⁴ Address correspondence to mudgett{at}stanford.edu.

XopN is a virulence factor from Xanthomonas campestris pathovar vesicatoria (Xcv) that is translocated into tomato (Solanum lycopersicum) leaf cells by the pathogen's type III secretion system. Xcv xopN mutants are impaired in growth and have reduced ability to elicit disease symptoms in susceptible tomato leaves. We show that XopN action in planta reduced pathogen-associated molecular pattern (PAMP)-induced gene expression and callose deposition in host tissue, indicating that XopN suppresses PAMP-triggered immune responses during Xcv infection. XopN is predicted to have irregular, -helical repeats, suggesting multiple protein–protein interactions in planta. Consistent with this prediction, XopN interacted with the cytosolic domain of a Tomato Atypical Receptor-Like Kinase1 (TARK1) and four Tomato Fourteen-Three-Three isoforms (TFT1, TFT3, TFT5, and TFT6) in yeast. XopN/TARK1 and XopN/TFT1 interactions were confirmed in planta by bimolecular fluorescence complementation and pull-down analysis.

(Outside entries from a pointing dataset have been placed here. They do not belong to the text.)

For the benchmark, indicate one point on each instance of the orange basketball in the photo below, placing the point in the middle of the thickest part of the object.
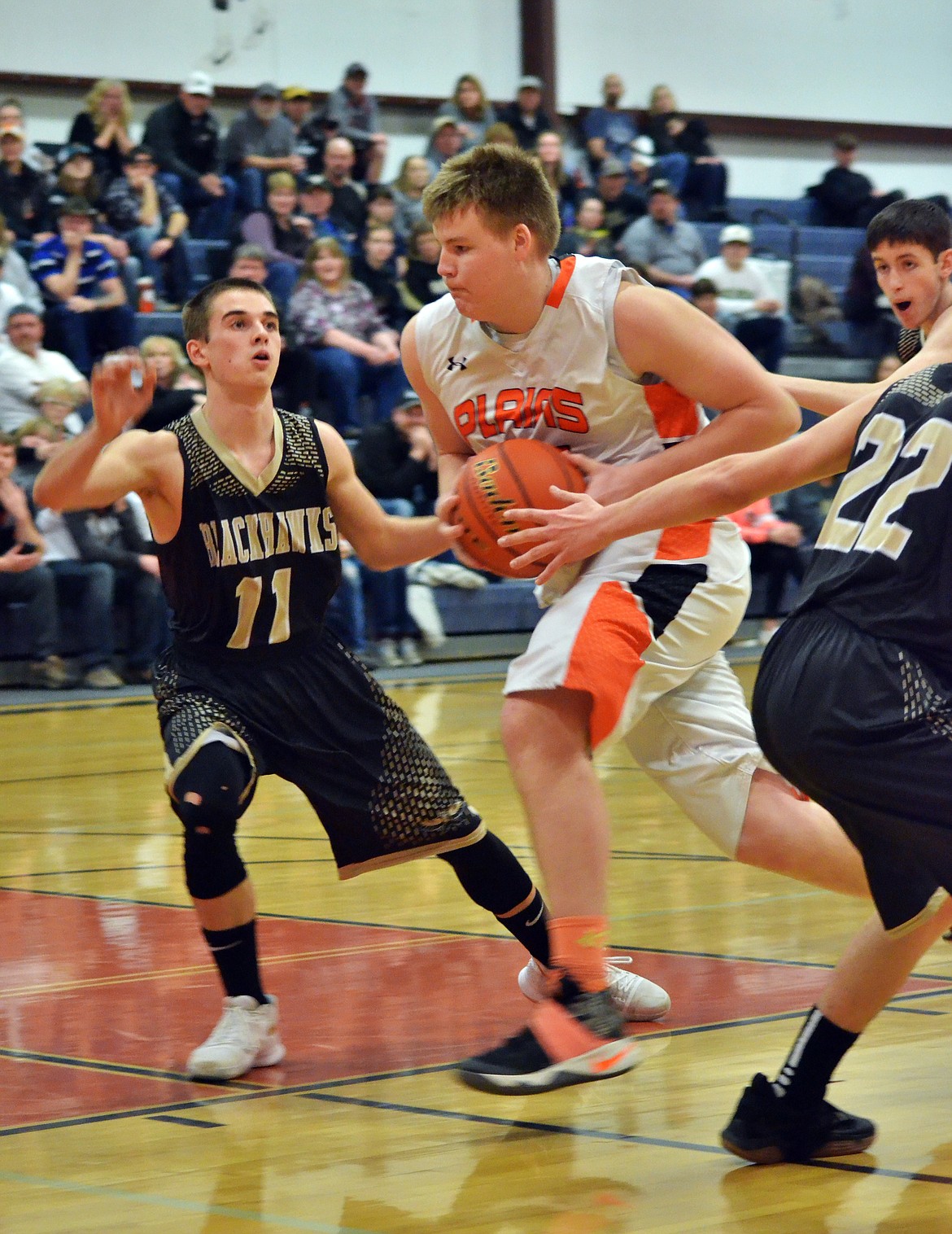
(513, 473)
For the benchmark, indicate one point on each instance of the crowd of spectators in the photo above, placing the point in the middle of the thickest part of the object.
(295, 188)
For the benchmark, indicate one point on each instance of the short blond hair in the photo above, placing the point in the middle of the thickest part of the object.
(504, 186)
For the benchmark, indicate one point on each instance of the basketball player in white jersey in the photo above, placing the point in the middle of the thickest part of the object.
(583, 354)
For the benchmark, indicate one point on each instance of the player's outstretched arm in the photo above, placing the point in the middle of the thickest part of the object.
(86, 474)
(452, 449)
(583, 527)
(662, 334)
(382, 540)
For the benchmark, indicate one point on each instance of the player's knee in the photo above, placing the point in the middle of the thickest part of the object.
(210, 794)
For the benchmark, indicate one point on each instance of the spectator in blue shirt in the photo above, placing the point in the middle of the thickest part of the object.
(260, 142)
(152, 222)
(88, 313)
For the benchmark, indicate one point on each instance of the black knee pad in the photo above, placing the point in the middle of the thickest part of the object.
(220, 780)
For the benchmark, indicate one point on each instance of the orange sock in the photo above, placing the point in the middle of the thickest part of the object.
(578, 946)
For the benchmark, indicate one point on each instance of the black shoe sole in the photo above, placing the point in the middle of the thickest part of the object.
(772, 1154)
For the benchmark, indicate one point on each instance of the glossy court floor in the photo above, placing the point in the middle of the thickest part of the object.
(384, 982)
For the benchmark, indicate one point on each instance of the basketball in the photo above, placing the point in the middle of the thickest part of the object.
(514, 473)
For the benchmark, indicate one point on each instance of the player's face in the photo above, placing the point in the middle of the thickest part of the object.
(243, 344)
(478, 265)
(914, 282)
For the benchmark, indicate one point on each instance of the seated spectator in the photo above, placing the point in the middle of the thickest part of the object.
(666, 246)
(526, 115)
(353, 348)
(772, 543)
(23, 189)
(608, 129)
(396, 459)
(565, 186)
(16, 272)
(26, 365)
(86, 308)
(57, 421)
(623, 201)
(76, 179)
(887, 367)
(295, 384)
(111, 537)
(500, 135)
(376, 268)
(316, 201)
(703, 186)
(846, 198)
(11, 116)
(423, 282)
(260, 142)
(382, 208)
(174, 395)
(25, 579)
(104, 127)
(746, 303)
(184, 138)
(414, 176)
(282, 232)
(590, 234)
(445, 140)
(471, 110)
(153, 225)
(866, 306)
(349, 206)
(356, 116)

Xcv xopN virulence defects were partially suppressed in transgenic tomato leaves with reduced TARK1 mRNA levels, indicating that TARK1 plays an important role in the outcome of Xcv–tomato interactions. These data provide the basis for a model in which XopN binds to TARK1 to interfere with TARK1-dependent signaling events triggered in response to Xcv infection.